The engineer has a multistep, part manual/part automated process to push new applications and an even more complicated process to roll them back. Furthermore, every deployment seems to be slightly different from previous ones and requires a review and update to these procedures depending on the types of changes being introduced. The engineer is tired of being accused of messing up a deployment because the process steps weren’t perfectly documented.

The engineer won’t be able to support weekly pushes and testing of a combination of changes happening in development and feature branches unless the team invests in continuous delivery.

The engineer does have some good news. He or she is already invested in infrastructure as code, so he or she can easily set up new environments in a consistent way. The matter at hand is to be able to push the application changes into these environments in a consistent way.

After selecting a continuous-delivery tool, the team first must make some code changes so that environments specific information is abstracted from the application. This means environment variables, endpoints, user names and passwords, and other runtime variables need to use variables that are configured by environment and defined in the continuous-delivery tool. To make the configurations easier to manage, they agree on naming conventions for the environment variables.

It also means some of the manual pre- and post-deployment steps need to be scripted so that they can be executed by the continuous-delivery tool. Steps to push data changes, synchronize service configuration, or run database indexes are now automated with their own validations. The team also automates performance and security tests so that these tests must pass before a delivery is confirmed to an environment. Last, every step in the delivery process has an equivalent step that is run if the delivery fails and needs to be rolled back.

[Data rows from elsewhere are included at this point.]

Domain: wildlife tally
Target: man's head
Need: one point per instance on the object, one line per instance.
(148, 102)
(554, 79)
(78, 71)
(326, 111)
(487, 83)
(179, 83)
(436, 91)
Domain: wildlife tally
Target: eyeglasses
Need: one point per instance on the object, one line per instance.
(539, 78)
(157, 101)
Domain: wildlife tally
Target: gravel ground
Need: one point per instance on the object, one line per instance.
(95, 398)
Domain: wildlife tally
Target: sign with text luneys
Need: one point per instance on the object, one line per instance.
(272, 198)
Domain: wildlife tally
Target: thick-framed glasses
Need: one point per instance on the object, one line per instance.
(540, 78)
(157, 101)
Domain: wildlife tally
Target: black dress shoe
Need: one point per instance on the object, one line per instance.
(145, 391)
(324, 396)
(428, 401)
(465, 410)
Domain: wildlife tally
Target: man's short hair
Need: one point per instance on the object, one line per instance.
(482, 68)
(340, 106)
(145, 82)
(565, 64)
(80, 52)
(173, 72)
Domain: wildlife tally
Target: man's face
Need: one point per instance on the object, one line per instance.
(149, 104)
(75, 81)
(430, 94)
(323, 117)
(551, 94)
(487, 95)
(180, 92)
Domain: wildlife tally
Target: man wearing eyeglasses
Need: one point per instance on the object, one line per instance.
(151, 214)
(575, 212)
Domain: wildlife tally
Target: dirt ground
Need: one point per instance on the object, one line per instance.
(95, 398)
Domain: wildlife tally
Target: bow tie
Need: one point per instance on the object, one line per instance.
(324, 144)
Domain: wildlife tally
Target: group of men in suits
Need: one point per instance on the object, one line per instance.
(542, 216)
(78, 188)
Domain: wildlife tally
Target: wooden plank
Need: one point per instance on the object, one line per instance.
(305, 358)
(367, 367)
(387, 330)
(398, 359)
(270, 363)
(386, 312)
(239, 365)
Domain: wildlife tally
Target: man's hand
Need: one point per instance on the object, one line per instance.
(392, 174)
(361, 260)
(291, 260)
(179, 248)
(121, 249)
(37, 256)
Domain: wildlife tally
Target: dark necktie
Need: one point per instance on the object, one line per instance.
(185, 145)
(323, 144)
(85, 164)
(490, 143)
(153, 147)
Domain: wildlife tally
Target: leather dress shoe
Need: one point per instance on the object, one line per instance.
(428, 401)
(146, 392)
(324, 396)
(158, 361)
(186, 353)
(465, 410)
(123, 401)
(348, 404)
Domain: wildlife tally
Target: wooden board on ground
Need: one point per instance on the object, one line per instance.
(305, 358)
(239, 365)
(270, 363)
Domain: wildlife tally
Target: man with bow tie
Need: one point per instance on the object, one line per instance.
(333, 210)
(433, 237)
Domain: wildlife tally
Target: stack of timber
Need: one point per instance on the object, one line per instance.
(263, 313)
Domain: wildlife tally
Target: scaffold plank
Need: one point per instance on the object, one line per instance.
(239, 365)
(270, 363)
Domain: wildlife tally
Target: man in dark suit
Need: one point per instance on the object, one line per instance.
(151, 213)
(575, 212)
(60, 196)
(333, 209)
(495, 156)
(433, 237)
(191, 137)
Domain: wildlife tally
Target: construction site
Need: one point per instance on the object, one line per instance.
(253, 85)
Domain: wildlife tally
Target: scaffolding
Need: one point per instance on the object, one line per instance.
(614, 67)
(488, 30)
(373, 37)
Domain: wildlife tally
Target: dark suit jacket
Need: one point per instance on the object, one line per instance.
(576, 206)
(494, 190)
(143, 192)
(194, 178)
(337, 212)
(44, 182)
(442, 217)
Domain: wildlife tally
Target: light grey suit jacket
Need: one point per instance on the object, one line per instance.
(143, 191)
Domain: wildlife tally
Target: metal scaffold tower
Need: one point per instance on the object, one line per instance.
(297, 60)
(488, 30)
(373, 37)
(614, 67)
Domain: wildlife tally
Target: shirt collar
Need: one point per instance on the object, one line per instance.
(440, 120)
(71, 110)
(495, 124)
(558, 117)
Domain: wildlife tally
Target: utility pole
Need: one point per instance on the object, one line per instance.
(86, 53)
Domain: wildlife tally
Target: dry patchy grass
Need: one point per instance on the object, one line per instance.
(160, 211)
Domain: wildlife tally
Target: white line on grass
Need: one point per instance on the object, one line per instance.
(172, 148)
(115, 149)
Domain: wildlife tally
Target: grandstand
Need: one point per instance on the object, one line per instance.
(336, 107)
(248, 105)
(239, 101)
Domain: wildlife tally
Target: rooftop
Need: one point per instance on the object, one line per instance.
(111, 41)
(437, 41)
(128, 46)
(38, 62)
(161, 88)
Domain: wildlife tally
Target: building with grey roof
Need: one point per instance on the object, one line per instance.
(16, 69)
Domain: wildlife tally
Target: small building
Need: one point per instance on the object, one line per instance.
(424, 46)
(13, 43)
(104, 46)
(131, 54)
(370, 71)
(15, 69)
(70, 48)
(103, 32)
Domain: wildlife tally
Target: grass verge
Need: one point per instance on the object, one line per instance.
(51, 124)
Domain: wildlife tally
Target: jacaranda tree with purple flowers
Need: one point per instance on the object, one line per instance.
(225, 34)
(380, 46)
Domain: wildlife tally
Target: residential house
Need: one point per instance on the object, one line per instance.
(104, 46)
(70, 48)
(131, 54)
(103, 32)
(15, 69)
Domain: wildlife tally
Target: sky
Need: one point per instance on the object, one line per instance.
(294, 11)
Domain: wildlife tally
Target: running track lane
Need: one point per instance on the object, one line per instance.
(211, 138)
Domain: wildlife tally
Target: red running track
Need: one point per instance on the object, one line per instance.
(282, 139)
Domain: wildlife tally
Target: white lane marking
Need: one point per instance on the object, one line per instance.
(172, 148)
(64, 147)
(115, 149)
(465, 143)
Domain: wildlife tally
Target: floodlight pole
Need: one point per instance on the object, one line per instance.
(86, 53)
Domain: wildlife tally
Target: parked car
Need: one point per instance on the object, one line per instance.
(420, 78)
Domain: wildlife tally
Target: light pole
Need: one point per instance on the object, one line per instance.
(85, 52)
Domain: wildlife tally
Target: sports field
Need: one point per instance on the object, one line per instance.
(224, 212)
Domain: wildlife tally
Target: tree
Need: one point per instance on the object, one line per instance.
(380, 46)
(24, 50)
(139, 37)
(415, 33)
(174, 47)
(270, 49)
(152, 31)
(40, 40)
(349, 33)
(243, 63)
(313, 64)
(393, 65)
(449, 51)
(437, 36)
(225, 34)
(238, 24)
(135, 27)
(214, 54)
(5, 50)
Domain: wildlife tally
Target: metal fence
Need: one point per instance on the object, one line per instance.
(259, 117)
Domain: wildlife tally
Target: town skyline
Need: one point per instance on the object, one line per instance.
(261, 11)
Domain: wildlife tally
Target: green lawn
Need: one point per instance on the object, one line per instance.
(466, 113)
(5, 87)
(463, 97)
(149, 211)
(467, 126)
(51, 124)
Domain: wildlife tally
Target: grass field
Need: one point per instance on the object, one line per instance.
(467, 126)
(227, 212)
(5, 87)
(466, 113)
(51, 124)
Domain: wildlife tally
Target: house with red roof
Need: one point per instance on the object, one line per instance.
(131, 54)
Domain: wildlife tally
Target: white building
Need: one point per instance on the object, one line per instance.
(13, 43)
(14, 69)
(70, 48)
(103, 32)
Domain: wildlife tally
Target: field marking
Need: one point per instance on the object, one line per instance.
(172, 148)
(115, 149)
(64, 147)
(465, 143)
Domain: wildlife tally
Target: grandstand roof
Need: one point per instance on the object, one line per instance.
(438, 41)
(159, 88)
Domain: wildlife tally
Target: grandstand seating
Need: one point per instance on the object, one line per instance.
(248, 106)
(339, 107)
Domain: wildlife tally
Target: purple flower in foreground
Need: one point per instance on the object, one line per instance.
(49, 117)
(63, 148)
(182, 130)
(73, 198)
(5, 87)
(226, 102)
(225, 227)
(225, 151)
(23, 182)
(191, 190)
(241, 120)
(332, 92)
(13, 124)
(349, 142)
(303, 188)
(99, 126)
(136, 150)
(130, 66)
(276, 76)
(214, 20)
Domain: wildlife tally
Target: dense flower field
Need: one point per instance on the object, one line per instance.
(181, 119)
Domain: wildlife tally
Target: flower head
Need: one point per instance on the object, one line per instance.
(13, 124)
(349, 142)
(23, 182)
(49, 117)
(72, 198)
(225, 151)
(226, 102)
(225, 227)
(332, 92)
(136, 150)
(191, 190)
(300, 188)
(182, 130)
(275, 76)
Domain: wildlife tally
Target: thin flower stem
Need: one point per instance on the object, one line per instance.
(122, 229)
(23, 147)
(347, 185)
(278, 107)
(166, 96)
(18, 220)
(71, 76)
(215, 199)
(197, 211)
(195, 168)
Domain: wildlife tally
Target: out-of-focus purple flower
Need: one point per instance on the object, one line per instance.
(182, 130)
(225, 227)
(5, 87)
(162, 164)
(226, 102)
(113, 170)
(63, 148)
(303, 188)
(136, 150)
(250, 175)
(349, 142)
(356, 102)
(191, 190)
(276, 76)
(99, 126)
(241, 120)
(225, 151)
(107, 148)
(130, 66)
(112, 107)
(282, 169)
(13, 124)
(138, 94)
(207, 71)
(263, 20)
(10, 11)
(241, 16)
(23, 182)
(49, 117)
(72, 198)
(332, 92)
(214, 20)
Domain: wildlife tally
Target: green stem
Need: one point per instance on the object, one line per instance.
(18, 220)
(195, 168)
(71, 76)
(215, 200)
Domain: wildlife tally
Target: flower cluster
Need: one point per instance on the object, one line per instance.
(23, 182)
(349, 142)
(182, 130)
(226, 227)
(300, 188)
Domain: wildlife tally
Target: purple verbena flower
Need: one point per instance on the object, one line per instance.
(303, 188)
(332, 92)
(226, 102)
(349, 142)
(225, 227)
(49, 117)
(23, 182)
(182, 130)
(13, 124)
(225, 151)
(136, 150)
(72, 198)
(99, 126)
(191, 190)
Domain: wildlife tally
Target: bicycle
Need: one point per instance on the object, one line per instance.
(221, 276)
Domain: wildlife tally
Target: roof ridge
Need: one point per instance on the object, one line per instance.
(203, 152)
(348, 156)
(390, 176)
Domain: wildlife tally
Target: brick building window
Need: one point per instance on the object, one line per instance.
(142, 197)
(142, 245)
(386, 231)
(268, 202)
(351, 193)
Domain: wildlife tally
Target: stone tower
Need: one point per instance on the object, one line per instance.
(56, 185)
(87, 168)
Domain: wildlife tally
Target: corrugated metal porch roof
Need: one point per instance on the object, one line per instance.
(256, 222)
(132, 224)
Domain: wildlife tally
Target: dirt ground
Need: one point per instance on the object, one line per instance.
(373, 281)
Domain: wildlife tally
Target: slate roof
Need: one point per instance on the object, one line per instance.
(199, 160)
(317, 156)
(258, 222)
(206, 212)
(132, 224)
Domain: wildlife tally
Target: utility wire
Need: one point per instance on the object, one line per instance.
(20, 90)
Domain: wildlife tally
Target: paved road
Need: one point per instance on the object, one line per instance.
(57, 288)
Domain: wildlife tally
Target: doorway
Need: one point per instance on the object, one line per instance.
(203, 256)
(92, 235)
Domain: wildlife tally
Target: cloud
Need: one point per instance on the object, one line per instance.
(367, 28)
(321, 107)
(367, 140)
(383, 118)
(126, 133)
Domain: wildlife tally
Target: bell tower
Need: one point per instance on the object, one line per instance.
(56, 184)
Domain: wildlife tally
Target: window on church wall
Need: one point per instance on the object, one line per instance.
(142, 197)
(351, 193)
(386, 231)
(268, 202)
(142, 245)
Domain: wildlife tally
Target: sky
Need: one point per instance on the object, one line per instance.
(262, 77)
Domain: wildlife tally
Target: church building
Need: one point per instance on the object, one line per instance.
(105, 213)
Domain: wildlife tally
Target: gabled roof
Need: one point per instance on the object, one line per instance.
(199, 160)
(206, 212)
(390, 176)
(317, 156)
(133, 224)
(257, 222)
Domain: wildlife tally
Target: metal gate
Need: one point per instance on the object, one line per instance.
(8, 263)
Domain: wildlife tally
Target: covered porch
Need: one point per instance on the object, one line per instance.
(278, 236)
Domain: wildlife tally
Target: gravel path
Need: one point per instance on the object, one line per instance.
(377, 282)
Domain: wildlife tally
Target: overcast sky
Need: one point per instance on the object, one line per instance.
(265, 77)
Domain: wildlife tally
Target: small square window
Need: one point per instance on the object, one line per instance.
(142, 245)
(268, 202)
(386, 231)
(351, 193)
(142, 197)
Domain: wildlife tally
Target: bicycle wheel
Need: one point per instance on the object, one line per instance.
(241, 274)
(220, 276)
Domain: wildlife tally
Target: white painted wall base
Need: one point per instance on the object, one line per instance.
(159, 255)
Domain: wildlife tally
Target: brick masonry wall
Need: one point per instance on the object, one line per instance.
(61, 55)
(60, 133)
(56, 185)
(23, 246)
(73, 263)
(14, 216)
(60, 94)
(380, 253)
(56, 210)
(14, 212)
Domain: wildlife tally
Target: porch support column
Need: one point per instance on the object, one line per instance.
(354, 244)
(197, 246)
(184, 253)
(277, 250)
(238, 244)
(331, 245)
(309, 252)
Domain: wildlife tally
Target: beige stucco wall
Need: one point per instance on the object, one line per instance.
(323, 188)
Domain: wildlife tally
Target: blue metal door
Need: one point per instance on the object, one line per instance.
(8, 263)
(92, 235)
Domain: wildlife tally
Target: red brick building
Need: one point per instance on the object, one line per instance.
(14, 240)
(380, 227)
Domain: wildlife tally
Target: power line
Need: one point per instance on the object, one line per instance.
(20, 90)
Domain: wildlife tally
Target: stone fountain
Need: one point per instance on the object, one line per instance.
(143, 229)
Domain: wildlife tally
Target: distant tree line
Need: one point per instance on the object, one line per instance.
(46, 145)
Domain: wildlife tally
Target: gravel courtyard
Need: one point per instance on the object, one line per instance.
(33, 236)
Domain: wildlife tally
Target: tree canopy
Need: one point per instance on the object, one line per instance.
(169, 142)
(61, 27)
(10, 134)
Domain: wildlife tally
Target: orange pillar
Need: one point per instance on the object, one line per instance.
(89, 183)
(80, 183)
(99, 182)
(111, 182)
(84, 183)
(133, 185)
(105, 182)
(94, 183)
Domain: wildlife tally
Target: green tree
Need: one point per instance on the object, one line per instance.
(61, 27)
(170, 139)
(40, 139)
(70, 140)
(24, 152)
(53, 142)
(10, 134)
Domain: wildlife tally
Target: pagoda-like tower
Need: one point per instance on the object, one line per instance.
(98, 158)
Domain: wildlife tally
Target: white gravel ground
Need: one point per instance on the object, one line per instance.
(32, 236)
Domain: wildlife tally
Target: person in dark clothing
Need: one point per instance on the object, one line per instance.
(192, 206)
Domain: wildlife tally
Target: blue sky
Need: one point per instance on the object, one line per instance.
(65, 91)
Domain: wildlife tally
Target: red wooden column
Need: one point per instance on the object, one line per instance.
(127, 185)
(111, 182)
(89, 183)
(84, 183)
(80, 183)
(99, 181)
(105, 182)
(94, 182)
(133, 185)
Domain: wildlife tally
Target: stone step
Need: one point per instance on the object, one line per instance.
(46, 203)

The team does the application configurations using container technology and they debate the merits of using Docker, Kubernetes, Windows Server containers, and other container technologies. This ensures all the application services are configured and packaged in a uniform way and can be constructed consistently.

The team also thinks further about the data issues it experienced from the last release. Production data is always changing, so how can this data get mirrored into development and testing environment? The answer: This is also scripted so that production data is masked and can be shipped into development and testing environments on a schedule or on demand.

The team then rethinks its environment needs. Instead of one development environment, the team lets the creation of a new feature branch trigger the creation of a dedicated environment to develop this branch and the configurations necessary to deploy to this environment. The team also decides to set up two testing environments, one where the data is standardized and enables functional testing against a stable data set, and a separate environment with a full production data set to enable performance testing.

Establishing CI/CD in bite-size increments

The reality is that most organizations can’t easily mature a CI/CD practice in one shot or put business requirements on hold until one is established. Therefore, development organizations must change the wheels on the bus while the bus is driving.

In addition, many legacy applications can’t easily be converted holistically to CI/CD pipelines when some of the best practices can’t be implemented in reasonable timeframes or with the skills of the team that’s available.

So, in most organizations, CI/CD is matured over time, starting with the practices and automation that address the most important issues and avoid the biggest technical impediments.

A good place to start is to define and prioritize the problems and opportunities. Teams can then establish a devops epic in their agile backlogs and look to develop elements of their CI/CD pipeline over time and in parallel to addressing business needs.